Magistrat rok temu zmienił organizację ruchu w ścisłym centrum miasta. Przy Kiełbaśniczej pojawiły się wtedy zakazy wjazdu, a ulica stała się deptakiem. Okazało się jednak, że nie wszystkim przypadło to do gustu. Po skargach restauratorów, którym zakaz wjazdu zmniejszył obroty, magistrat przeprowadził konsultacje społeczne.
Efekt? Będzie uliczny kompromis. Pierwszy we Wrocławiu.
Czasem deptak, czasem nie
- Staramy się rozpatrywać prośby mieszkańców, czy biznesmenów, a w tej sytuacji uznaliśmy ten pomysł za całkowicie zasadny - mówi Paweł Czuma, rzecznik Urzędu Miejskiego - Gdy robi się zimno i nikt już nie korzysta z ogródków, za to parę osób będzie mogło zaparkować przy Kiełbaśniczej i odwiedzić okoliczne lokale - dodaje.
Zgodnie z kompromisem, Kiełbaśnicza wiosną i latem będzie należeć do pieszych. Sytuacja zmieni się jesienią. Stoliki i parasole zostaną wtedy zastąpione parkometrami i znakami, a spacerujący ustąpią miejsca pojazdom. Zakazy wjazdu znikną w okresie od 15 listopada do 15.
- To dobry pomysł - chwalą wrocławianie. - W lecie wiele ludzi woli siedzieć w ogródkach, niż w lokalu. Lepiej, że za naszymi plecami nie będą jeździły samochody. A w zimie to bez różnicy. Wtedy wszyscy wolą wejść do środka - dodają.
Pierwszy raz
Podobne rozwiązania stosowane są w innych polskich miastach, między innymi w Toruniu czy Krakowie.

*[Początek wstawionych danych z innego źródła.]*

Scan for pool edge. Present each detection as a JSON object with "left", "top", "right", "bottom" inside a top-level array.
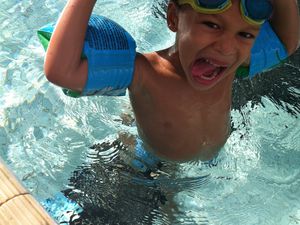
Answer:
[{"left": 0, "top": 158, "right": 57, "bottom": 225}]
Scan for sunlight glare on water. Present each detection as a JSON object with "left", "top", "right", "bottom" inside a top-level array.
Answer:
[{"left": 0, "top": 0, "right": 300, "bottom": 225}]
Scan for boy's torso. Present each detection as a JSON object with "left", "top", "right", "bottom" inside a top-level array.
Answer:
[{"left": 129, "top": 50, "right": 233, "bottom": 161}]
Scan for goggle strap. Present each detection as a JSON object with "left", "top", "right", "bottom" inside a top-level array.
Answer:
[
  {"left": 240, "top": 1, "right": 264, "bottom": 26},
  {"left": 179, "top": 0, "right": 232, "bottom": 14}
]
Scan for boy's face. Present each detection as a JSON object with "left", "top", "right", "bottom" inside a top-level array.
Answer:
[{"left": 168, "top": 0, "right": 259, "bottom": 90}]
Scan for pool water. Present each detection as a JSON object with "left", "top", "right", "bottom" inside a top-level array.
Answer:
[{"left": 0, "top": 0, "right": 300, "bottom": 225}]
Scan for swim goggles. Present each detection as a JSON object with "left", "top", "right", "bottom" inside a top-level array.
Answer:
[{"left": 178, "top": 0, "right": 273, "bottom": 25}]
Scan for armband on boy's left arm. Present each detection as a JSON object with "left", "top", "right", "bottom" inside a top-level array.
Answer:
[
  {"left": 249, "top": 21, "right": 288, "bottom": 78},
  {"left": 237, "top": 0, "right": 300, "bottom": 78}
]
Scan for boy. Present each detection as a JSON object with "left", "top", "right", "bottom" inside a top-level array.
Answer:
[{"left": 45, "top": 0, "right": 300, "bottom": 161}]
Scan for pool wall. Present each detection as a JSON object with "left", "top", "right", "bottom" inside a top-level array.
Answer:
[{"left": 0, "top": 158, "right": 56, "bottom": 225}]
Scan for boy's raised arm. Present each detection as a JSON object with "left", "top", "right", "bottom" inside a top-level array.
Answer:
[
  {"left": 271, "top": 0, "right": 300, "bottom": 55},
  {"left": 44, "top": 0, "right": 96, "bottom": 91}
]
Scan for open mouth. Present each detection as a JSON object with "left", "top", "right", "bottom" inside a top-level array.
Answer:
[{"left": 191, "top": 58, "right": 228, "bottom": 85}]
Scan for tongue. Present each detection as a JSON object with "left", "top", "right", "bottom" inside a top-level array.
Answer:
[{"left": 192, "top": 61, "right": 217, "bottom": 77}]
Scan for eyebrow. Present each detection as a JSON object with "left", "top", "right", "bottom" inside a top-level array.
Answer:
[{"left": 212, "top": 14, "right": 260, "bottom": 32}]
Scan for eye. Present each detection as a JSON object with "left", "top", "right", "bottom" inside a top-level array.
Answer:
[
  {"left": 239, "top": 32, "right": 255, "bottom": 39},
  {"left": 202, "top": 21, "right": 220, "bottom": 30}
]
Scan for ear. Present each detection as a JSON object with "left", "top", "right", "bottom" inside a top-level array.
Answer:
[{"left": 167, "top": 2, "right": 178, "bottom": 32}]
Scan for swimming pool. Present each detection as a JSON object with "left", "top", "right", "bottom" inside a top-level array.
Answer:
[{"left": 0, "top": 0, "right": 300, "bottom": 225}]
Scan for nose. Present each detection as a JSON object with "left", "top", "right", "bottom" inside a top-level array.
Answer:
[{"left": 214, "top": 34, "right": 237, "bottom": 56}]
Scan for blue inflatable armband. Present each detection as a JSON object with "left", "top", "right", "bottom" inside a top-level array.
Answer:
[
  {"left": 237, "top": 21, "right": 288, "bottom": 78},
  {"left": 38, "top": 15, "right": 136, "bottom": 97}
]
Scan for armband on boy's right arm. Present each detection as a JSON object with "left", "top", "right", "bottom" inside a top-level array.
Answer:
[
  {"left": 38, "top": 16, "right": 136, "bottom": 97},
  {"left": 237, "top": 21, "right": 288, "bottom": 78}
]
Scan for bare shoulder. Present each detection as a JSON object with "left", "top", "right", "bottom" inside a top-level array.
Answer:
[{"left": 129, "top": 52, "right": 159, "bottom": 91}]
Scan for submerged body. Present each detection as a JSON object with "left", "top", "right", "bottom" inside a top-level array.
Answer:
[{"left": 45, "top": 0, "right": 299, "bottom": 161}]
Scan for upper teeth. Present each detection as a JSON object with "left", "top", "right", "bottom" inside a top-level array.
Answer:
[{"left": 205, "top": 59, "right": 222, "bottom": 67}]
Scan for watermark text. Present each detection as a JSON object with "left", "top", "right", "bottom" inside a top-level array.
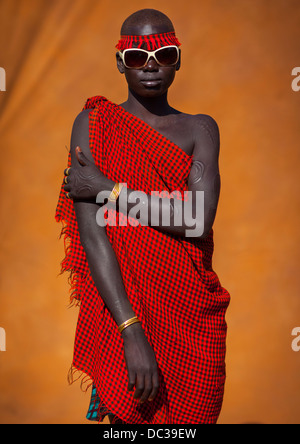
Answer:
[
  {"left": 0, "top": 68, "right": 6, "bottom": 91},
  {"left": 0, "top": 327, "right": 6, "bottom": 351},
  {"left": 292, "top": 327, "right": 300, "bottom": 352},
  {"left": 292, "top": 67, "right": 300, "bottom": 92},
  {"left": 96, "top": 183, "right": 204, "bottom": 237}
]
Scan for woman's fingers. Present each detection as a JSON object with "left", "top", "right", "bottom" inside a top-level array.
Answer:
[
  {"left": 149, "top": 372, "right": 159, "bottom": 401},
  {"left": 127, "top": 371, "right": 136, "bottom": 392},
  {"left": 140, "top": 374, "right": 152, "bottom": 404}
]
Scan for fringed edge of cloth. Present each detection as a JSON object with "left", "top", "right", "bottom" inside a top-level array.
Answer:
[
  {"left": 55, "top": 219, "right": 86, "bottom": 308},
  {"left": 67, "top": 364, "right": 126, "bottom": 424}
]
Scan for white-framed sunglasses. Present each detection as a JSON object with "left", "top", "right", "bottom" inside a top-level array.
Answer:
[{"left": 119, "top": 45, "right": 179, "bottom": 69}]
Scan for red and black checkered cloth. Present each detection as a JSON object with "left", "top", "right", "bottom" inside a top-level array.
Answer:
[{"left": 56, "top": 97, "right": 230, "bottom": 424}]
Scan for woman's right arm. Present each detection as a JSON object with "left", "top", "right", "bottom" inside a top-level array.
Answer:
[{"left": 71, "top": 110, "right": 159, "bottom": 402}]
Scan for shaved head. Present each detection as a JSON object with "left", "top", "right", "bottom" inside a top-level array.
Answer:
[{"left": 121, "top": 9, "right": 174, "bottom": 35}]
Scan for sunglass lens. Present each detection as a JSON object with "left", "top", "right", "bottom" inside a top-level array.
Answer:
[
  {"left": 155, "top": 48, "right": 178, "bottom": 66},
  {"left": 124, "top": 51, "right": 147, "bottom": 68}
]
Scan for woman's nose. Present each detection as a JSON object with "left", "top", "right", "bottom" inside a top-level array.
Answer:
[{"left": 144, "top": 57, "right": 159, "bottom": 71}]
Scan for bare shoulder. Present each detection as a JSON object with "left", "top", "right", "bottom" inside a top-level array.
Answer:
[
  {"left": 190, "top": 114, "right": 220, "bottom": 146},
  {"left": 73, "top": 109, "right": 92, "bottom": 128},
  {"left": 176, "top": 114, "right": 220, "bottom": 161}
]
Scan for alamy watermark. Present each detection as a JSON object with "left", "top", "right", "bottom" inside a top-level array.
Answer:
[
  {"left": 0, "top": 327, "right": 6, "bottom": 351},
  {"left": 0, "top": 68, "right": 6, "bottom": 91},
  {"left": 96, "top": 183, "right": 204, "bottom": 237},
  {"left": 292, "top": 67, "right": 300, "bottom": 92},
  {"left": 292, "top": 327, "right": 300, "bottom": 352}
]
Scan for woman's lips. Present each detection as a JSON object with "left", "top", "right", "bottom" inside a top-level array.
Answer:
[{"left": 141, "top": 79, "right": 161, "bottom": 88}]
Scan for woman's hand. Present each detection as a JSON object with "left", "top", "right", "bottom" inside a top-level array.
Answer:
[
  {"left": 64, "top": 147, "right": 111, "bottom": 200},
  {"left": 122, "top": 323, "right": 159, "bottom": 404}
]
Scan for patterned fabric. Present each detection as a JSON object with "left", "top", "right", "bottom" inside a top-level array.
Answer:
[
  {"left": 56, "top": 96, "right": 230, "bottom": 424},
  {"left": 116, "top": 32, "right": 181, "bottom": 51}
]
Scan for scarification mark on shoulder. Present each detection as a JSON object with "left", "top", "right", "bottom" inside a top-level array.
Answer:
[
  {"left": 190, "top": 160, "right": 205, "bottom": 184},
  {"left": 199, "top": 116, "right": 219, "bottom": 144}
]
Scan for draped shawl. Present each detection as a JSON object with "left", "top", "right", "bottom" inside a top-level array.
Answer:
[{"left": 56, "top": 96, "right": 230, "bottom": 424}]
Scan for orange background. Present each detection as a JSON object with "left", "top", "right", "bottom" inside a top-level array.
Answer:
[{"left": 0, "top": 0, "right": 300, "bottom": 424}]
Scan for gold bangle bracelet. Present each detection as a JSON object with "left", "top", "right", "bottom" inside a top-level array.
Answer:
[{"left": 118, "top": 316, "right": 140, "bottom": 333}]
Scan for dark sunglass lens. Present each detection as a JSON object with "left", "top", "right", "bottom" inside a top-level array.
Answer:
[
  {"left": 125, "top": 51, "right": 147, "bottom": 68},
  {"left": 155, "top": 48, "right": 178, "bottom": 66}
]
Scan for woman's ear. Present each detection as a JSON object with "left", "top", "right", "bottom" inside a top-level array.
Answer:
[
  {"left": 176, "top": 49, "right": 181, "bottom": 71},
  {"left": 116, "top": 52, "right": 125, "bottom": 74}
]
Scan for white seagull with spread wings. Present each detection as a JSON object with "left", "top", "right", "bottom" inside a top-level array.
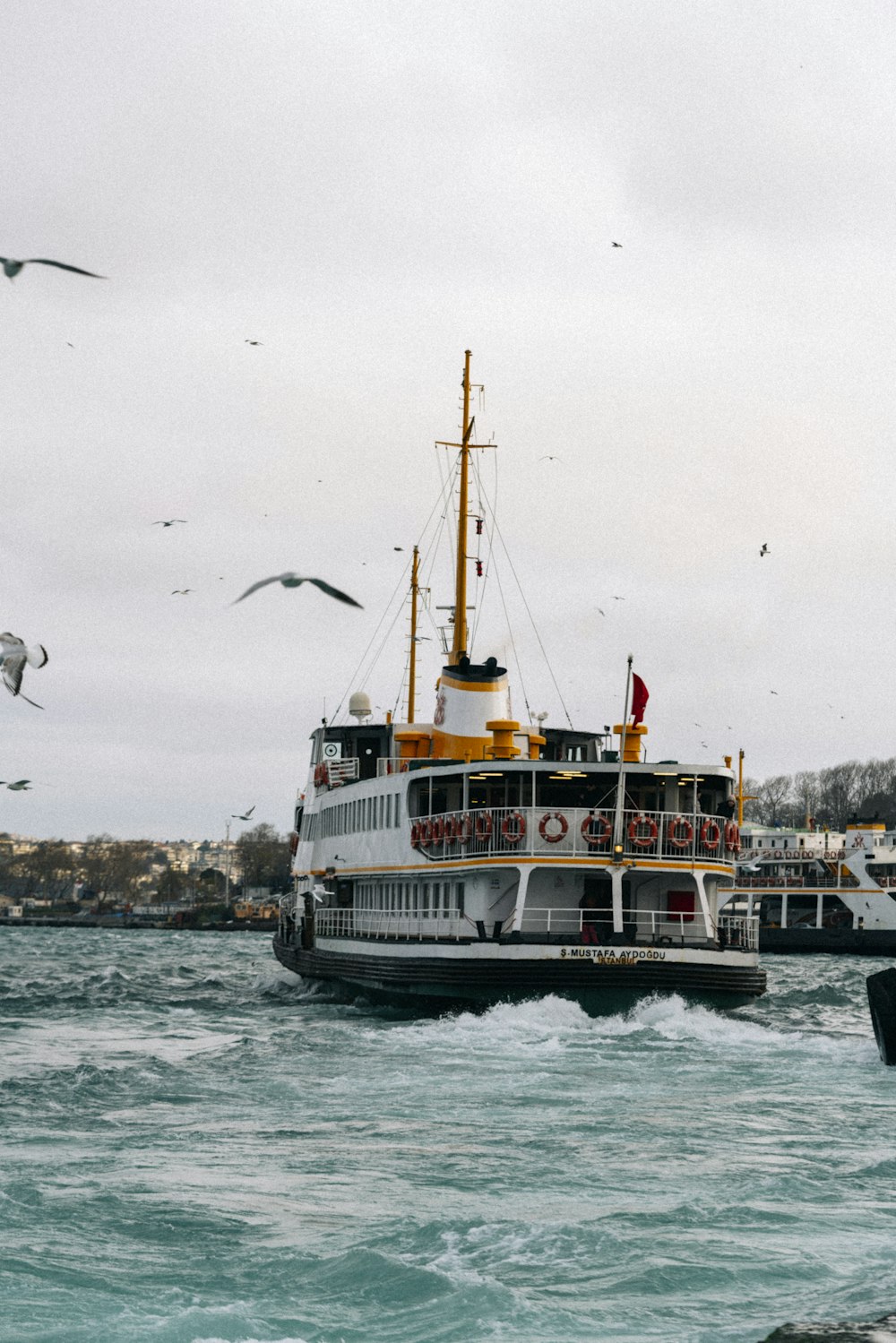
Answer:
[
  {"left": 0, "top": 632, "right": 48, "bottom": 709},
  {"left": 0, "top": 256, "right": 106, "bottom": 280},
  {"left": 229, "top": 573, "right": 363, "bottom": 610}
]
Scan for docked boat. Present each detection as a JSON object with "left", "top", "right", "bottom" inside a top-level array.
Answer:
[
  {"left": 726, "top": 821, "right": 896, "bottom": 956},
  {"left": 274, "top": 350, "right": 766, "bottom": 1012}
]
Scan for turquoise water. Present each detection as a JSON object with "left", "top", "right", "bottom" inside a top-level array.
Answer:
[{"left": 0, "top": 928, "right": 896, "bottom": 1343}]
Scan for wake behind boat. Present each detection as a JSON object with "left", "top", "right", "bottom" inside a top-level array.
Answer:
[{"left": 274, "top": 350, "right": 766, "bottom": 1012}]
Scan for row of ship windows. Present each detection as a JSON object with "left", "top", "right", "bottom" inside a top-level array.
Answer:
[
  {"left": 307, "top": 792, "right": 401, "bottom": 839},
  {"left": 355, "top": 881, "right": 463, "bottom": 918}
]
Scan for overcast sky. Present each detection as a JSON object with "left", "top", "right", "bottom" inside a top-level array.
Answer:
[{"left": 0, "top": 0, "right": 896, "bottom": 839}]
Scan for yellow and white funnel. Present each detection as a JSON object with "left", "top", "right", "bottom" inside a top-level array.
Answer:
[{"left": 433, "top": 657, "right": 510, "bottom": 760}]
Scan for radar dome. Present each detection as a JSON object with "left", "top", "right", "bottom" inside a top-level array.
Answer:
[{"left": 348, "top": 690, "right": 372, "bottom": 722}]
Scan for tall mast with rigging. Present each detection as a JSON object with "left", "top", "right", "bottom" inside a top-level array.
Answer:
[
  {"left": 449, "top": 349, "right": 473, "bottom": 667},
  {"left": 407, "top": 546, "right": 420, "bottom": 722}
]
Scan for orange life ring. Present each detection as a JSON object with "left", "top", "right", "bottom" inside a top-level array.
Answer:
[
  {"left": 501, "top": 811, "right": 525, "bottom": 843},
  {"left": 579, "top": 813, "right": 613, "bottom": 848},
  {"left": 629, "top": 815, "right": 659, "bottom": 848},
  {"left": 538, "top": 811, "right": 570, "bottom": 843},
  {"left": 700, "top": 816, "right": 721, "bottom": 848},
  {"left": 667, "top": 816, "right": 694, "bottom": 848},
  {"left": 474, "top": 811, "right": 492, "bottom": 843}
]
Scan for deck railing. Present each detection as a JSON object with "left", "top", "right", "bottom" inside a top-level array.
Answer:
[
  {"left": 314, "top": 907, "right": 477, "bottom": 942},
  {"left": 306, "top": 905, "right": 759, "bottom": 951},
  {"left": 735, "top": 872, "right": 859, "bottom": 891},
  {"left": 409, "top": 807, "right": 737, "bottom": 864}
]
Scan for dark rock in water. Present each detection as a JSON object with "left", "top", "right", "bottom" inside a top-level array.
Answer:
[
  {"left": 866, "top": 969, "right": 896, "bottom": 1065},
  {"left": 762, "top": 1315, "right": 896, "bottom": 1343}
]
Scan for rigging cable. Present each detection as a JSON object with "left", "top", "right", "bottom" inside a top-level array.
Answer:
[{"left": 483, "top": 488, "right": 575, "bottom": 730}]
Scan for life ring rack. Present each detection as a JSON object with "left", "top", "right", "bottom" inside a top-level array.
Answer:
[
  {"left": 538, "top": 811, "right": 570, "bottom": 843},
  {"left": 667, "top": 816, "right": 694, "bottom": 848},
  {"left": 726, "top": 821, "right": 740, "bottom": 853},
  {"left": 579, "top": 811, "right": 613, "bottom": 848},
  {"left": 700, "top": 816, "right": 721, "bottom": 853},
  {"left": 473, "top": 811, "right": 492, "bottom": 843},
  {"left": 501, "top": 811, "right": 525, "bottom": 845},
  {"left": 629, "top": 813, "right": 659, "bottom": 848}
]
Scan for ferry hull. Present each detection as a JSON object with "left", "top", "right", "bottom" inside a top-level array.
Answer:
[{"left": 274, "top": 937, "right": 766, "bottom": 1015}]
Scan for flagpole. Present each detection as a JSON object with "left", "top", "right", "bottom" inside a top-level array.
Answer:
[{"left": 613, "top": 653, "right": 634, "bottom": 859}]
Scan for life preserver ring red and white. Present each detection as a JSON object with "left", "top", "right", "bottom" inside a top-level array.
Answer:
[
  {"left": 452, "top": 811, "right": 473, "bottom": 845},
  {"left": 667, "top": 816, "right": 694, "bottom": 848},
  {"left": 501, "top": 811, "right": 525, "bottom": 843},
  {"left": 629, "top": 815, "right": 659, "bottom": 848},
  {"left": 579, "top": 814, "right": 613, "bottom": 848},
  {"left": 700, "top": 816, "right": 721, "bottom": 848},
  {"left": 538, "top": 811, "right": 570, "bottom": 843}
]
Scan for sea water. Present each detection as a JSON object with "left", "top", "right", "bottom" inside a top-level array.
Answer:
[{"left": 0, "top": 926, "right": 896, "bottom": 1343}]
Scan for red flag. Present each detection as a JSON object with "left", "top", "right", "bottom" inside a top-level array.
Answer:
[{"left": 632, "top": 672, "right": 650, "bottom": 727}]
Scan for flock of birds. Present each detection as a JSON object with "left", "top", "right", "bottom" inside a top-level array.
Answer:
[
  {"left": 0, "top": 252, "right": 778, "bottom": 795},
  {"left": 0, "top": 245, "right": 361, "bottom": 719}
]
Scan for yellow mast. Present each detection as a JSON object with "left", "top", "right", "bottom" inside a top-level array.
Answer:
[
  {"left": 735, "top": 751, "right": 756, "bottom": 830},
  {"left": 407, "top": 546, "right": 420, "bottom": 722},
  {"left": 449, "top": 349, "right": 470, "bottom": 667}
]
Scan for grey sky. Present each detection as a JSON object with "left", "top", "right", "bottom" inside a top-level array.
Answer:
[{"left": 0, "top": 0, "right": 896, "bottom": 838}]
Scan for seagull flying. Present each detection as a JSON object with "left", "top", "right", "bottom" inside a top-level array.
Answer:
[
  {"left": 0, "top": 256, "right": 106, "bottom": 280},
  {"left": 229, "top": 573, "right": 363, "bottom": 610},
  {"left": 0, "top": 633, "right": 47, "bottom": 709}
]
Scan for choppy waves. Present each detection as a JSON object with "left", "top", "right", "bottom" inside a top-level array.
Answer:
[{"left": 0, "top": 929, "right": 896, "bottom": 1343}]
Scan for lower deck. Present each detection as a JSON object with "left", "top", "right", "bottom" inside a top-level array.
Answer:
[{"left": 274, "top": 931, "right": 766, "bottom": 1014}]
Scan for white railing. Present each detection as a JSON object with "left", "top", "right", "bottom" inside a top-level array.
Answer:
[
  {"left": 719, "top": 915, "right": 759, "bottom": 951},
  {"left": 299, "top": 905, "right": 759, "bottom": 951},
  {"left": 409, "top": 807, "right": 739, "bottom": 864},
  {"left": 735, "top": 872, "right": 859, "bottom": 891},
  {"left": 521, "top": 897, "right": 712, "bottom": 945},
  {"left": 314, "top": 907, "right": 467, "bottom": 942}
]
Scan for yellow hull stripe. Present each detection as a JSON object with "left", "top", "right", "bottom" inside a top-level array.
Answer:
[{"left": 308, "top": 853, "right": 732, "bottom": 878}]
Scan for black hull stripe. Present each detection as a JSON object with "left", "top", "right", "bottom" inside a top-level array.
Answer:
[{"left": 274, "top": 939, "right": 766, "bottom": 1002}]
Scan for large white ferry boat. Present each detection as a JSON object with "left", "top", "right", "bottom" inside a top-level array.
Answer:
[
  {"left": 727, "top": 821, "right": 896, "bottom": 956},
  {"left": 274, "top": 350, "right": 766, "bottom": 1012}
]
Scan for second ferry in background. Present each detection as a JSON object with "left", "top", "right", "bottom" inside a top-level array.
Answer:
[{"left": 274, "top": 350, "right": 766, "bottom": 1012}]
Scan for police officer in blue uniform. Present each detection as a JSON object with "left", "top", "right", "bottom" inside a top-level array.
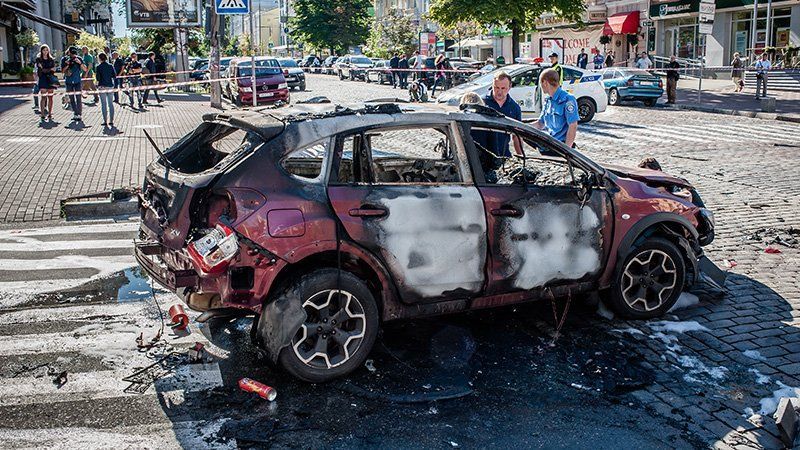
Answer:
[{"left": 533, "top": 69, "right": 580, "bottom": 147}]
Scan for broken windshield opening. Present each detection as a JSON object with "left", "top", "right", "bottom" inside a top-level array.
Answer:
[{"left": 165, "top": 122, "right": 262, "bottom": 173}]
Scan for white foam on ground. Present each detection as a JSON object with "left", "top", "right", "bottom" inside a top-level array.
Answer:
[
  {"left": 742, "top": 350, "right": 767, "bottom": 361},
  {"left": 667, "top": 292, "right": 700, "bottom": 312},
  {"left": 647, "top": 320, "right": 709, "bottom": 333},
  {"left": 758, "top": 381, "right": 800, "bottom": 416}
]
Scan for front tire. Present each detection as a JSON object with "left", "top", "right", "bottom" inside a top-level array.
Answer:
[
  {"left": 578, "top": 98, "right": 597, "bottom": 123},
  {"left": 608, "top": 89, "right": 621, "bottom": 105},
  {"left": 608, "top": 237, "right": 686, "bottom": 319},
  {"left": 278, "top": 269, "right": 379, "bottom": 383}
]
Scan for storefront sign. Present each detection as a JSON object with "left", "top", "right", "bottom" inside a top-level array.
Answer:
[
  {"left": 650, "top": 0, "right": 700, "bottom": 19},
  {"left": 538, "top": 25, "right": 603, "bottom": 66}
]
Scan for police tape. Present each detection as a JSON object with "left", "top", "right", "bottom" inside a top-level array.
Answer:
[{"left": 0, "top": 77, "right": 253, "bottom": 99}]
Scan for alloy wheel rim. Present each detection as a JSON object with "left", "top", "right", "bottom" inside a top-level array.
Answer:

We Wrocławiu to nowość.
- Jest to pierwsze miejsce we Wrocławiu, gdzie zastosowaliśmy taki pomysł - twierdzi Czuma i dodaje: - Nie wykluczamy kolejnych, choć na razie nie przychodzi mi do głowy, gdzie jeszcze można byłoby tak zrobić. Być może któraś z uliczek Starego Miasta zostanie kiedyś zmieniona w deptak i również okaże się to korzystne.
Zmiany wejdą w życie już w 2012 roku. Wcześniej Kiełbaśnicza była zamknięta dla ruchu przez cały rok.